Ching’ani was speaking during a ground-breaking ceremony of the expansion of Kenyatta Road which took place in Malawi’s capital on Tuesday, 31st August 2021.
Malawi’s President, Lazarus Chakwera was commissioning the project which, according to a statement by the Roads Authority board, will be completed in 18 months, thus expected to be complete by February 2023.
In his remarks, Ching’ani lamented that the Roads Authority’s success map is oftentimes ‘suffocated, slowed down and derailed’ by delayed payments to contractors, saying this practice sabotages timely implementation and completion of road projects.
The Roads Authority Board chair specified that IFMIS hiccups and inefficiency in the vetting process constitute key stumbling blocks placed in the way of efficiency of infrastructure projects championed by the Roads Authority.
“In this regard, let me, for a while, break tradition today. I will do this by opening up, telling the truth as it is. By doing so, I will offend some quarters and make enemies in the process. Delayed payments to contractors has been one huge headache sabotaging timely implementation and completion of road contracts. As we stand now, we have contractors carrying out massive works who have been waiting for payments for three or so months. We are told money is available at Treasury, but there is an animal at Capital Hill that has sat on the path of payment. We are told it’s a new IFMIS and its taking time to roll out.

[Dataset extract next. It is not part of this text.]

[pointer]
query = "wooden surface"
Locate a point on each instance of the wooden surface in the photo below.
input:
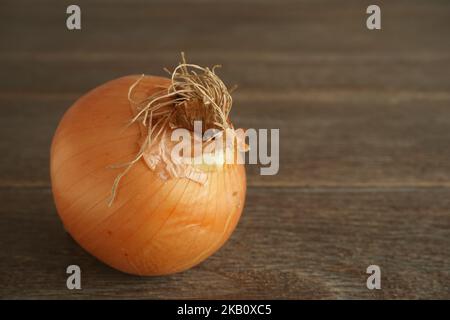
(364, 120)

Here is a technology or system which is supposed to make operations simpler, a system to which people are employed, manning it and getting salaries every month for managing it, but cannot pay road contractors for months,” he said amidst a shocked audience.

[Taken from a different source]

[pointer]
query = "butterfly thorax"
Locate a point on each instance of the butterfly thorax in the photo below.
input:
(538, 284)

On vetting, Ching’ani said sloppy and negligent conduct by Ministries, Departments and Agencies (MDAs) that are charged with the responsibility to run the process of vetting on contracts is hampering progress of Roads Authority contracts.
“Vetting is not bad because it forms an equation of governance. But when vetting takes forever and keeps Roads Authority waiting a month in and a month out, it frustrates progress. Unfortunately, the public who do not know the reality on the ground is quick to blame the Chakwera/Chilima administration as being slow. This is wrong, untrue, and disrespectful to you and the Vice President. It is the vetting MDAs who is at fault”, he said.

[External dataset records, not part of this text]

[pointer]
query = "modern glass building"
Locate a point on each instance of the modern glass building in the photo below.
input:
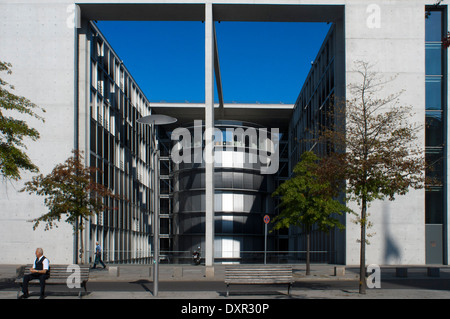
(63, 63)
(242, 197)
(435, 138)
(121, 150)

“It has to be mentioned that roads construction is season-related and season-dependent. If we lose certain dry months due to unnecessary processes, we lose chunks of milage and progress. We believe MDAs can do better in this respect. A delay by a day we can understand. A delay by a week we my stomach. But a delay of a month or more is not a delay, it could be sabotage,” the all-out Board Chair argued.
During his turn, the State President, who spoke at the end of the event found footing with Roads Authority’s sentiments and related in the following way:
“We cannot fight against truth but for truth, and therefore, whatever we do, and as transparent as we seek to be, we need to be open one with another, and we need to hear not just what we want to hear, but what is needed to be heard because part of mindset change that we are bringing to this country is demanding nothing but the best of ourselves and inspiring nothing but the best in each other”, said President Chakwera who was seemingly impressed with Ching’ani’s presentation.
“I give you permission to be called honorable for now,” Chakwera informally said to Ching’ani whose speech left the monitoring public impressed that the moment of truth-saying without fear or favor has apparently arrived.